Long before that comment, however, it has become apparent that, whatever else may be bandied about concerning Combs, he cares for his players and is just as concerned about preparing them for a future off the court as about how they play basketball. And he admits that he sometimes lives life at the top of his throat.

"Oh, I yell, I get after them. There's no way they don't understand me. But that's only one side of me. I almost cry when I have to cut a kid from the squad in preseason."

Says his all-league and much recruited senior point guard, 6-2 Bobby Sears: "Coaches talk about him as though he's Bobby Knight. But the things he tells you, they're always right. The people who criticize him don't realize what he's trying to do. Some people don't like the way he goes about it, but it's the best way to make us understand what's important."

Combs proudly calls his 6-5-inch power forward Harold Miner "one of the best juniors in the country. He hasn't gotten the recognition he deserves, but that will come this year. The college coaches know about him."

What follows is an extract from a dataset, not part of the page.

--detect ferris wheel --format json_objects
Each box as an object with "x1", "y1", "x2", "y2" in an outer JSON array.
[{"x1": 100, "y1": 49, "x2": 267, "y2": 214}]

Miner, just 16, has this to say about his coach: "He gets intense during a game. Maybe too intense sometimes. He yells at us, but it's for our own good. If things aren't going right, he'll scream. But after he hollers, he takes you aside and tells you why he did. We all know he loves and cares about us."

So why do some people think Combs qualifies for the Universal Studios tour alongside "King Kong" and "Jaws"?

There don't seem to be any records of his brutalizing anyone while growing up in Hampton, Va. He graduated from the University of Michigan in 1970 and was an assistant coach in football and basketball for seven years at Saginaw, Mich., Arthur Hill High School.

Perhaps the reputation has its roots, says Combs, in a 1980 game against Ocean View High School in the Pacific Shores Tournament. Combs had coached the Inglewood Sentinels for three years. They'd gone 18-7 during his first season, then 24-2 the next. Little wonder. Among his players: point guard Ralph Jackson (UCLA) and Jay Humphries (Colorado and now the Phoenix Suns). By the time Inglewood faced off with Ocean View, then the No. 1 team in Orange County, the Sentinels were not only the premier squad in the L. . area but on their way to a 29-0 season, a CIF championship and No. 1 ranking in the nation.